Honey’s head swung toward Ellie, his ears straight up as he made a noise of considerable doggie alarm. He grabbed his steak and ran for the doggie door leading out to the backyard.

“He sure doesn’t miss much,” Ellie said, laughing, as she watched him hop through. “Which reminds me. Did I miss anything at work this afternoon?”

“Nothing that won’t keep until tomorrow.”

“You covered for me,” Ellie guessed.

“Just like you would have covered for me.”

“Except you’ll never need me to.”

“You never know, El.”

“Oh, I know. Even when we were teenagers and my dingbat of a dad and your ditzy mom were screaming mad and taking their frustrations out on both of us, you never let either of them get to you.”

“I’d had a lot of practice dodging insults by then.”

“That’s what I mean, Suz. You know how to tough this stuff out. And you’d sure as hell never move in with the wrong guy and let him treat you like dirt.”

Susan put her hand on her friend’s arm. “Neither would you. That’s why you came here when you found out about Martin’s cheating. You had too much respect for yourself to stay there another minute.”

Ellie sighed. “I get soused on a bottle of wine and somehow you manage to make me feel proud.”

“You should be proud. When you give your word you keep it—not like those bozos you’ve been all too ready to believe. One day you’re going to realize how great you are. When you do, I bet you find a guy who really appreciates you.”

“I’d like to, Suz. I really would. But there are just so few men out there who want to make a commitment and settle down. You were so lucky to find Paul.”

She released Ellie’s arm, realizing her friend had missed the message she had been trying to send. But that was Ellie. She heard the things she wanted to and ignored the rest. Susan suspected she probably did the same thing.

“So, what’s on for you tomorrow?” Ellie asked.

“I’m driving over to the other side of the Sound. One of the staff at Camp Long called to say he saw a red fox bring food to a vixen at a den site. He thinks she might have a new litter. Some good pictures of the pups would make a cute spread in next month’s issue.”

“I suppose you’ll be leaving at the crack of dawn?” Ellie asked.

“Oh, long before it cracks. Red foxes hunt at night. If I’m in position at first light, I might get lucky and catch the male returning to the den with a late meal.”

“I was afraid of that.”

“Why afraid?” Susan asked.

“I don’t want to go back and move my stuff out of Martin’s apartment tonight. I was hoping I could stay here with you guys.”

“Not a problem if you don’t mind Honey jumping on the couch with you when I leave tomorrow morning. He hates being alone when I go out on an early shoot.”

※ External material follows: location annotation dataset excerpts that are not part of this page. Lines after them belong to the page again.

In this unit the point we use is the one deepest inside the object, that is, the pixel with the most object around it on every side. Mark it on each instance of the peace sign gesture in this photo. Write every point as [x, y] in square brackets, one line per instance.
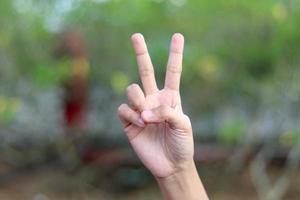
[158, 130]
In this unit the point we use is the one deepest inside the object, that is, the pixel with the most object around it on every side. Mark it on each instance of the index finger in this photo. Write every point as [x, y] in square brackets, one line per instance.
[174, 66]
[146, 70]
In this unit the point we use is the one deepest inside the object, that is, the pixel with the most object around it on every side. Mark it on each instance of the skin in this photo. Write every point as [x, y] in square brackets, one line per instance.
[158, 130]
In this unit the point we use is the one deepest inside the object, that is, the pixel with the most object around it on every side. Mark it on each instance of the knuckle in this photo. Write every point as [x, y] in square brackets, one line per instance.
[164, 110]
[174, 69]
[146, 71]
[132, 87]
[121, 108]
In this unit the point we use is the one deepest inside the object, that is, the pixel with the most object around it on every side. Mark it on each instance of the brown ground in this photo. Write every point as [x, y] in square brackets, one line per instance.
[50, 183]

“I never object to sharing my bed with a warm male,” Ellie said smiling.

“Then, that’s settled. There’s leftover chicken casserole in the refrigerator, twenty-three of our favorite romantic comedies on tape, and Ben & Jerry’s Chocolate Chip Cookie Dough ice cream in the freezer.”

Ellie laughed. “I keep getting my heart broken and you keep pulling the right medicine out of the Susan Carter doctor bag. Tell me, why am I always falling for the wrong guys?”

Susan knew Ellie didn’t really want to hear the honest answer to that question. The only time Susan had ever given her one, her candor had nearly cost her their friendship. Sometimes the most important part of being a friend was knowing when to keep your mouth shut.

“A gal can only choose from what comes swimming by,” Susan said as vaguely as she could.

“Which has to mean I’ve been fishing in a piranha pool,” Ellie said, with a sad shake of her head.

Actually, she wasn’t far off.

“At least I didn’t let go of my apartment this time,” Ellie said.

Yes, that was a good thing. Maybe Ellie was getting a little smarter. “You ready for me to heat up that casserole?”

“You can have the casserole,” Ellie said. “Just bring me the ice cream and a spoon.”